Thursday, June 27: Join Alta and Book Passage for a look back at Berkeley in 1969. Through eyewitness testimonies and hundreds of photographs, The Battle for People’s Park, Berkeley 1969 commemorates the 50th anniversary of one of the most searing conflicts that closed out the tumultuous 1960s: the Battle for People’s Park. In April 1969, a few Berkeley activists planted the first tree on an abandoned, University of California–owned city block near the campus. Hundreds of people from all over the city helped build a park there as an expression of a politics of joy. On May 15, which would soon be known as Bloody Thursday, a violent struggle erupted. Hundreds were arrested, martial law was declared, and the National Guard was ordered to crush the uprising. One man died; another was blinded. Fifty years on, the question still lingers: Who owns People’s Park? Alta’s Beth Spotswood will moderate a discussion with author Tom Dalzell, Heyday Books’ Steve Wasserman, and Book Passage owner Bill Petrocelli. Details: Book Passage, 51 Tamal Vista Blvd., Corte Madera, 7 p.m., free.
Tuesday, July 16: In his new novel, Deep River, author Karl Marlantes crafts a stunningly expansive narrative of human suffering, courage, and reinvention. In the early 1900s, as the oppression of Russia’s imperial rule takes its toll on Finland, the three Koski siblings—Ilmari, Matti, and the politicized young Aino—are forced to flee to the United States.
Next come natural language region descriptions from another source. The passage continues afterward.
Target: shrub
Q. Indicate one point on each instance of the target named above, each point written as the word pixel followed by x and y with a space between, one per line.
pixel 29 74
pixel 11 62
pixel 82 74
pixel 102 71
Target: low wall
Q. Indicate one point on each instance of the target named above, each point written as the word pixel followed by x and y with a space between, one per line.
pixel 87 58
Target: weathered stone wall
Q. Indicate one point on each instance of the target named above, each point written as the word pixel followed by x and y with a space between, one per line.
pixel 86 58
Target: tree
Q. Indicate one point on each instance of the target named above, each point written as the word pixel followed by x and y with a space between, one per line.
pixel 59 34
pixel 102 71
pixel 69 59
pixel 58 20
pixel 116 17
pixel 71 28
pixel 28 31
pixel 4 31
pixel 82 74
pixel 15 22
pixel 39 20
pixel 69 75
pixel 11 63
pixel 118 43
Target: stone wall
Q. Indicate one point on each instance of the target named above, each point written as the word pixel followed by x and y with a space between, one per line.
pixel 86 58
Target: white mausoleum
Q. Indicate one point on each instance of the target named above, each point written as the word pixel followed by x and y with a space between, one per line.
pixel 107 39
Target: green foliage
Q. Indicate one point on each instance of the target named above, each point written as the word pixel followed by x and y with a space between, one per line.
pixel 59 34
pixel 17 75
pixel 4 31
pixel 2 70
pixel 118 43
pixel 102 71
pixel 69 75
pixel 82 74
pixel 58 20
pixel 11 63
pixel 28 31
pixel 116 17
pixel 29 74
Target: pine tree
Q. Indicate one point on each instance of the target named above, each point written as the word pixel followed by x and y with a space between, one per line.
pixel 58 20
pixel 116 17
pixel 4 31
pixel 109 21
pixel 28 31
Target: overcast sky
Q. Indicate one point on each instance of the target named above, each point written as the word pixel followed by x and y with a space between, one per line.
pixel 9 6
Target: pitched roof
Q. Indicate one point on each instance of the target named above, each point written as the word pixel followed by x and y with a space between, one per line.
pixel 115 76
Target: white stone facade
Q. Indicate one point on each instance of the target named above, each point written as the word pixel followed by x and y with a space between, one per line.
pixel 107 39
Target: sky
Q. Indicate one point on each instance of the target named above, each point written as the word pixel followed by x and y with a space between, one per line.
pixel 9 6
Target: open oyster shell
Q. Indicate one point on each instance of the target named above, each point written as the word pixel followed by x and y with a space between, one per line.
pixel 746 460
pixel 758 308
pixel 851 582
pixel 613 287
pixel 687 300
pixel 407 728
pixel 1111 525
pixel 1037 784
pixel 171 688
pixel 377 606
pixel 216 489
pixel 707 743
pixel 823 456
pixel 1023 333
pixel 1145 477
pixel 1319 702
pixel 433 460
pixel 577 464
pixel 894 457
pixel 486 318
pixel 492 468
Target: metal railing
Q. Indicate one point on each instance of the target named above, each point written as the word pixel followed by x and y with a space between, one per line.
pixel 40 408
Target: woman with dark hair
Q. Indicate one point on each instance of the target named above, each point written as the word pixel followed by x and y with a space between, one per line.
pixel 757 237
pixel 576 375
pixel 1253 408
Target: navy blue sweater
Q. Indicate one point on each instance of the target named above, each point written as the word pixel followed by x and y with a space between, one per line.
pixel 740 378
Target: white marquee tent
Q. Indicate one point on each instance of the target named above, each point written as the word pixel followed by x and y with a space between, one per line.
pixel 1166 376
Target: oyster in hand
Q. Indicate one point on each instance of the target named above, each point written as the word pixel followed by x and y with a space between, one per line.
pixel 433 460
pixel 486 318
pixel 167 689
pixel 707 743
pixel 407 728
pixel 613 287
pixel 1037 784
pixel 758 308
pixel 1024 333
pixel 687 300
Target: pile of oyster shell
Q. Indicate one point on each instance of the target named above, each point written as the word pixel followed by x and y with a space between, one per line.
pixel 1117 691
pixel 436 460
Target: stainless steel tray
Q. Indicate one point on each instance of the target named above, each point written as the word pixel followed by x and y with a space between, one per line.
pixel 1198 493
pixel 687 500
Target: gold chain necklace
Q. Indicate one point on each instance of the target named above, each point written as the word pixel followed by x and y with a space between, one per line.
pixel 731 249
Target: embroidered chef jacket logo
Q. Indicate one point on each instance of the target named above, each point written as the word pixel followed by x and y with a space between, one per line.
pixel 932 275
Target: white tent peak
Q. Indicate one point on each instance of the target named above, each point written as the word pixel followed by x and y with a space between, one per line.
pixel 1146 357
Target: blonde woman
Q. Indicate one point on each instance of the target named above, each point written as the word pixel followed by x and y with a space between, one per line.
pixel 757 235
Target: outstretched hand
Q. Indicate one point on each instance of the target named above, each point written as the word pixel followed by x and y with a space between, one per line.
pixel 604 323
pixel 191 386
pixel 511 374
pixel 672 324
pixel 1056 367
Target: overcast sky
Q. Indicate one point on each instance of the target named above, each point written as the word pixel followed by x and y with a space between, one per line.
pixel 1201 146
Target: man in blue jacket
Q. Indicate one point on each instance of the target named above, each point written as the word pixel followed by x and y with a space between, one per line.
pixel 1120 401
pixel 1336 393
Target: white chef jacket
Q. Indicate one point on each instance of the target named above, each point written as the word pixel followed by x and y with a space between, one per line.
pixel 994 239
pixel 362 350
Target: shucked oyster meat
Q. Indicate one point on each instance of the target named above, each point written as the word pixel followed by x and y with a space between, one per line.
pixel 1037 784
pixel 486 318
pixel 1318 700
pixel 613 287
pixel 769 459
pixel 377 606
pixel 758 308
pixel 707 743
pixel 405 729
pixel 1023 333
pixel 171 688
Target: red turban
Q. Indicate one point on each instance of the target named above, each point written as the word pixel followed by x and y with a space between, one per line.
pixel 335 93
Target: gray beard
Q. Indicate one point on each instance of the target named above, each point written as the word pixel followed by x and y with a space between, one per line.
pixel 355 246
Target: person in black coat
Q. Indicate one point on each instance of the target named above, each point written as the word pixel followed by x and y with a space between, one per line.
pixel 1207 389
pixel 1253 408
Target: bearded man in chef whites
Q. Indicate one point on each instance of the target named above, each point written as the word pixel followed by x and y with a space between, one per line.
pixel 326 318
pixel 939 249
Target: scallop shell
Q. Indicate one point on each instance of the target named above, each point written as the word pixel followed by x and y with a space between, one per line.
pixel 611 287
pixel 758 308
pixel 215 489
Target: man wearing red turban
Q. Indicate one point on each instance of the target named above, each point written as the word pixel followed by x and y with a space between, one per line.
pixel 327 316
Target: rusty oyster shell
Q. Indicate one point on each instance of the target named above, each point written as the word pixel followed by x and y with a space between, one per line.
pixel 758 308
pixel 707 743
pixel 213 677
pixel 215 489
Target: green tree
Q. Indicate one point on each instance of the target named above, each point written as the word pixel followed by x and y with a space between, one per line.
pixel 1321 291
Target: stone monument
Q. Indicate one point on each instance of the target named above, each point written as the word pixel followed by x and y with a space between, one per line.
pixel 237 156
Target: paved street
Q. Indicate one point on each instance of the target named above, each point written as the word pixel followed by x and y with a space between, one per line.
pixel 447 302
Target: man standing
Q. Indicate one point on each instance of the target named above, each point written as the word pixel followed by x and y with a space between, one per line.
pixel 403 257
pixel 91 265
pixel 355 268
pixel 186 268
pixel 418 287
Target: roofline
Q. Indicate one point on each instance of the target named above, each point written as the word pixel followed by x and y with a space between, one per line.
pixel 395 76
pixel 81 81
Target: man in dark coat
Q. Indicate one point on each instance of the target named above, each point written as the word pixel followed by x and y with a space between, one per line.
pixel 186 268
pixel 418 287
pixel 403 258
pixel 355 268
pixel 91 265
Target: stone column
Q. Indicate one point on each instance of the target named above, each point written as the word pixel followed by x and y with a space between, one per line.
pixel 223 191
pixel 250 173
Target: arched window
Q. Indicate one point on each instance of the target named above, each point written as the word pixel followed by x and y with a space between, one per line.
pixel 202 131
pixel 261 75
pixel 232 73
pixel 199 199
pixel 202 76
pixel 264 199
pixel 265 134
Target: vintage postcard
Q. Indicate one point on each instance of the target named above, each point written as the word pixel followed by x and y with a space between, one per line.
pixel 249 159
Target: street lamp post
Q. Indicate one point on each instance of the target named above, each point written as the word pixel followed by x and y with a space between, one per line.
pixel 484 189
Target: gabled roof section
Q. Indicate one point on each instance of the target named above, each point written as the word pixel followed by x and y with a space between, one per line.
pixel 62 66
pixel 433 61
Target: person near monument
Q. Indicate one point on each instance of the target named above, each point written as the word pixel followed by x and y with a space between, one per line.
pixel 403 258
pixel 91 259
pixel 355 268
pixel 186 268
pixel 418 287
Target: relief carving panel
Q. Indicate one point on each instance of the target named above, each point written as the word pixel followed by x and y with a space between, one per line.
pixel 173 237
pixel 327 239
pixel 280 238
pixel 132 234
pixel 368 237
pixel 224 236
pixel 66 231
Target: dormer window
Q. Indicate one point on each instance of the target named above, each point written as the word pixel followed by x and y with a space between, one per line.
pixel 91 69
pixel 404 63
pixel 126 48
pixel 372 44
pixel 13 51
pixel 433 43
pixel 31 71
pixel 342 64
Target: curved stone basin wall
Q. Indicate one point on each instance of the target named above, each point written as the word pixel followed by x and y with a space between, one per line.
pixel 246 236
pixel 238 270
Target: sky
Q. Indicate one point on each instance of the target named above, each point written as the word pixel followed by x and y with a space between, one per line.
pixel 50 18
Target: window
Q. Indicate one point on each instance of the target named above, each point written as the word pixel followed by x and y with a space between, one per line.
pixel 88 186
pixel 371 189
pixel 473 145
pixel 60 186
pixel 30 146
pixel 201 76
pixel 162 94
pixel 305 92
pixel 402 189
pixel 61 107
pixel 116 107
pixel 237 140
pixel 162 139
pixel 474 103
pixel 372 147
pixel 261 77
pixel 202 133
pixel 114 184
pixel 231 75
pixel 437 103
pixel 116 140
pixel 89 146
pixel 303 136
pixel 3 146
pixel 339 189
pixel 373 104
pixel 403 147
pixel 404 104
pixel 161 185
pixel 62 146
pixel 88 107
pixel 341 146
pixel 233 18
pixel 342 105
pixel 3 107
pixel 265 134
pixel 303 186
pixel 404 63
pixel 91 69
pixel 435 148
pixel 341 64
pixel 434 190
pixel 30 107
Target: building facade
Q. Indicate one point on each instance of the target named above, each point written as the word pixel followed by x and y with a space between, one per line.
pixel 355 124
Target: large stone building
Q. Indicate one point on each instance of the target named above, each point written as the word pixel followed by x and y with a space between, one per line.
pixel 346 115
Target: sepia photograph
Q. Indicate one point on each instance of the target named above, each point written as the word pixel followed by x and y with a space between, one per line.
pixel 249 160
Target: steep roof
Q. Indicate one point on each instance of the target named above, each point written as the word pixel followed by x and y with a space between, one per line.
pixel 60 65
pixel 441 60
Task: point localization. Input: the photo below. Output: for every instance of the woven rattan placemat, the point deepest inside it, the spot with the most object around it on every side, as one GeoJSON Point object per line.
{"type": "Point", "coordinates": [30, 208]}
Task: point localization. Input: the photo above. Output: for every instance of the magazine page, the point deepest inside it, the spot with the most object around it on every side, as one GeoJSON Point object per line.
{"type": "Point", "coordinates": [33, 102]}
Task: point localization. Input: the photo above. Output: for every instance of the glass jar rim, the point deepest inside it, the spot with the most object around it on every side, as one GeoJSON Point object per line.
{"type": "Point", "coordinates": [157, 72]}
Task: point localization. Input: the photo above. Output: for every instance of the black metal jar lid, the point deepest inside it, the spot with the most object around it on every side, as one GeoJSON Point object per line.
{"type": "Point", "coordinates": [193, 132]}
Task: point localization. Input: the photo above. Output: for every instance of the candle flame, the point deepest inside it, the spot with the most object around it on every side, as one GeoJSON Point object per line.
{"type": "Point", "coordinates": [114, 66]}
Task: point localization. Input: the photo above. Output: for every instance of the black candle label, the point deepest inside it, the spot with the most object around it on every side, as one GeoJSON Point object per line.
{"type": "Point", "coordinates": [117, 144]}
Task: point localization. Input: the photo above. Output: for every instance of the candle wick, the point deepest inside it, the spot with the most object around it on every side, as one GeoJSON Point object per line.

Not far from the majestic Columbia River, the siblings settle among other Finns in a logging community in southern Washington. The brothers face the excitement and danger of pioneering this frontier wilderness, while Aino, foremost of the book’s many strong, independent women, devotes herself to organizing the industry’s first unions. As the Koski siblings strive to rebuild lives and families in an America in flux, they also try to hold fast to the traditions of the home they left behind. At its heart, Deep River is an ambitious and timely exploration of the place of the individual, and of the immigrant, in an America still in the process of defining its own identity. Marlantes will be in conversation with Alta managing editor Blaise Zerega. Details: Book Passage, 51 Tamal Vista Blvd., Corte Madera, 7 p.m., free.